Le cas du Pic vert est un peu différent. Lui, loge dans un trou qu’il perce en haut du tronc et se nourrit de larves dissimulées sous l’écorce. Mais c’est surtout un architecte. Il occupera son nid une seule année et au printemps suivant l’appartement vacant sera occupé par un Hibou petit Duc, un loir, un lérot voire des chauves souris ou toutes sortes de passereaux qui le réaménageront selon leur gré. Par exemple la Sitelle torche-pot trouve trop grand le trou du pic vert ; alors elle le maçonne avec de la boue pour le réduire!

 

Les arbres offrent ils tous autant de potentiel ?

Non et ce n’est pas seulement une question d’espèce. La maturité et les conditions dans lesquelles ils poussent sont déterminantes et leurs difformités deviennent des atouts. Par exemple, au fond d’un trou causé par une branche cassée, on trouvera une sorte de terreau qui n’est autre que les excréments des insectes qui ont mangé le bois. Dans cette litière se reproduiront des scarabées dont certains sont protégés. C’est pour cela qu’on s’intéresse aux arbres sénescents* ou morts.

Un arbre recouvert de lierre n’est pas étouffé, il n’est pas en danger. Et ce tapis constitué par les entrelacs des branches du lierre offre le gîte et le couvert à des passereaux, des petits mammifères et aux insectes butineurs. C’est ce qui est uniforme qui n’est pas favorable à la diversité de la vie.

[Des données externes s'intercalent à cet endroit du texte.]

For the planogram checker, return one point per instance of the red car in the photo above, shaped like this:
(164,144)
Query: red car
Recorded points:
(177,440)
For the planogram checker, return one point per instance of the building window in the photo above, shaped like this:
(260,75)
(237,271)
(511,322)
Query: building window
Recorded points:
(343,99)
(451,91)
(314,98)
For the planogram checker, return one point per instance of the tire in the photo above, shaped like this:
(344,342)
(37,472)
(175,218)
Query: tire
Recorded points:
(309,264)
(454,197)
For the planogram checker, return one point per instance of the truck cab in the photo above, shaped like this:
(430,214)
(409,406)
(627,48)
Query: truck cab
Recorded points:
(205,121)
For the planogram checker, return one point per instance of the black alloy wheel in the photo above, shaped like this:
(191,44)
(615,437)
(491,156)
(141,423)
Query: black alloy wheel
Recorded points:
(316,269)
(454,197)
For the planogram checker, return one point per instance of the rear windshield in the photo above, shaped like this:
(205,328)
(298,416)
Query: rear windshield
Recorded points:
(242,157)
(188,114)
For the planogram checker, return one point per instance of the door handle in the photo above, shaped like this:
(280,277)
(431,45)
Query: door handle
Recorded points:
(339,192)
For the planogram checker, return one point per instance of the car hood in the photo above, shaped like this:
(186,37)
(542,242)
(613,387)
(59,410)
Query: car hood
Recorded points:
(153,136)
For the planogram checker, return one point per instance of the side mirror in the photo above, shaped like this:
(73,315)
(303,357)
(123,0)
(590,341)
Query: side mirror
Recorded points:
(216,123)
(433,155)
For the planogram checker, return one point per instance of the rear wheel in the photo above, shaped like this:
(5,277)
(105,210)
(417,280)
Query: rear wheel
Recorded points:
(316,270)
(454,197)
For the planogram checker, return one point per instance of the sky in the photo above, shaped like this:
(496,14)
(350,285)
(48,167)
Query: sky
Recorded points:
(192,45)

Arbre sénescent (Agrandir l'image). Arbre sénescent. - © © Grand Site Sainte-Victoire Bruno Coulet

Arbre sénescent : La sénescence est le stade qui suit la maturité et précède la mort. Avec son bois mort et ses cavités, un arbre sénescent constitue un réservoir biologique extrêmement important. Le travail d’inventaire qui commence a permis d’en repérer 70, mais sur les 35 000 hectares du Grand Site  le potentiel pourrait être de plusieurs centaines.

 

 Respecter les vieux arbres

L’arbre âgé est un réservoir de vie pour de très nombreuses espèces animales et de champignons. Près de la moitié des espèces d’un écosystème forestier peut se concentrer dans un seul arbre très âgé .Même en milieu urbain,  ou dans son jardin, il est important de respecter de vieux arbres, de conserver le bois mort sur l’arbre et au sol.
Les arbres citadins ne sont cependant pas l’équivalent biologique d’un vieil arbre de forêt car ils sont souvent isolés les uns des autres sans espace forestier entre eux. Le gestionnaire et les propriétaires forestiers du 21ème siècle doivent aujourd’hui tout faire pour améliorer le fonctionnement de l’écosystème forestier, revenir sur des siècles d’une exploitation exagérée et y favoriser la présence de vieux arbres dédiés à la nature et au paysage.
Emmanuel Cosson, spécialiste en biologie animale, Directeur du Groupe des chiroptères de Provence

 

 Une rencontre émotionnelle entre l’homme et l’arbre

Un arbre devient remarquable du fait de son espèce, ses dimensions, sa position, son implantation, sa forme, son âge ou sa charge symbolique. Parfois aussi par ses fonctions, comme les arbres limites de communes ou la plantation en alignement. 
Laurence Chaber, ethnobotaniste chargée d'étude de l'association EPI qui valide l’inventaire des arbres remarquables du Grand Site explique qu’«au-delà des critères scientifiques, ou à travers eux, c’est la rencontre même de l’homme et de l’arbre qui est au cœur de ce travail d’inventaire. Certains sont des marqueurs du paysage : alignement, borne, limite de propriété, d’autres ont un rôle culturel : l’arbre a donné son nom au quartier, au lieu-dit ; on l’appelle le pin d’untel, d’un saint ; il est associé à une fête, à une procession ; c’est un lieu de rassemblement, il a été célébré par un artiste, etc. Cette rencontre émotionnelle explique souvent que les habitants d’un lieu ont, au fil des siècles, respecté et préservé un arbre, témoin de leur passé et compagnon de leur vie. »
Sur le Grand Site, 10  arbres sont identifiés comme très exceptionnels, 42 sont  très remarquables, et 60 sont des arbres remarquables à suivre.